In a clever move to manage potential dilution, CyberArk simultaneously agreed to privately negotiated capped call transactions with the initial purchasers and/or their affiliates. These transactions, akin to insurance against a rising stock price, are in place to protect against excessive dilution if the notes are converted. If the option to purchase more notes is exercised, CyberArk intends to add more capped call transactions. The capped-call transactions aim to limit the dilution experienced by ordinary shareholders upon conversion of the Notes and to offset or limit any cash payments CyberArk may be required to make above the principal of the converted notes. The ‘cap’ price in these transactions is initially set at approximately $686.32 per share, representing a considerable 75.0% premium over the $392.18 closing price on June 5, 2025, and it is subject to certain adjustments.
Market watchers should note: the Option Counterparties or their affiliates plan to engage in derivative transactions related to CyberArk shares around the pricing of the notes, which could influence the stock price. They may adjust their hedge positions before the notes even make it to the 2030 maturity date, which could affect conversion dynamics.
CyberArk expects to net approximately $1,072.4 million from the offering (or up to $1,218.8 million if the option is exercised), after deducting fees. The company intends to allocate roughly $96.8 million of the proceeds toward the capped call transactions, with the remainder earmarked for working capital or other corporate purposes, including acquisitions or investments. However, no specific plans are yet in place. If the option is employed, CyberArk will allocate the additional proceeds toward ramping up the capped call transactions and general corporate ends. The company intends to funnel the net proceeds into short term, high-quality, fixed-income investments until they are deployed into the long game.
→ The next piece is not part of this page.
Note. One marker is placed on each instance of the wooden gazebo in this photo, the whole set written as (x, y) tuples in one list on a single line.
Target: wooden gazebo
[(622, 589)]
The Notes are offered only to qualified institutional buyers, abiding by Rule 144A under the Securities Act. They haven’t been — and won’t be — registered under any securities laws, meaning they can’t be offered in the U.S. unless they fall under an exemption. This is not a sales pitch, nor a solicitation of a purchase, and it doesn’t apply to any location where it’s illegal under local securities laws.
CyberArk is a global leader in identity security, protecting the identities of both humans and machines in the enterprise. Their AI-powered Identity Security Platform deploys intelligent privilege controls across all identities and monitors the lifespan of these identities by continuously identifying threats.
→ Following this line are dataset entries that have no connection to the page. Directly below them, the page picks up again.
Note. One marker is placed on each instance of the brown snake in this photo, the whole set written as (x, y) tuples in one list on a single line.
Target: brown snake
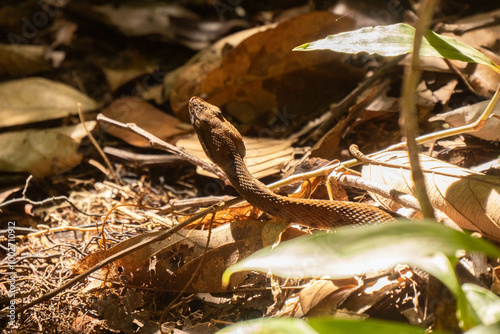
[(223, 144)]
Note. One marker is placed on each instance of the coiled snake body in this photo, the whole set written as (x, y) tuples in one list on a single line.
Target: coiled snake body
[(223, 144)]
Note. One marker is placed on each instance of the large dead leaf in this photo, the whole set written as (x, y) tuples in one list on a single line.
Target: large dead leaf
[(264, 156), (42, 152), (483, 78), (144, 115), (262, 74), (470, 199), (468, 115), (37, 99)]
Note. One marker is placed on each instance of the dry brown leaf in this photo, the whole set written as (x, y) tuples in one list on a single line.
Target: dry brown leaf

This news release contains forward-looking statements, and the future performance of the company will be closely scrutinized. Investors are cautioned not to rely too heavily on forward-looking statements.
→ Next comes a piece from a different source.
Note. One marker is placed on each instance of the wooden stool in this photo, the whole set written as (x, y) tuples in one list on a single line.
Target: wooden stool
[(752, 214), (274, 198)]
These forward-looking statements are founded on the current expectations of CyberArk, and include risk factors that could cause actual results to be different from future results (including changes in market conditions, the risk that the offering won’t be completed and so forth).
The forward-looking statements contained in this press release are also subject to additional risks, uncertainties, and factors, including those more fully described in CyberArk’s filings with the Securities and Exchange Commission (the “SEC”), including its annual report on Form 20-F filed with the SEC on March 12, 2025.
Forward-looking statements in this press release are made in accordance with the safe harbor provisions in the U.S. Private Securities Litigation Reform Act of 1995. These forward-looking statements are only as of the date of this release. CyberArk has no obligation to update or revise them.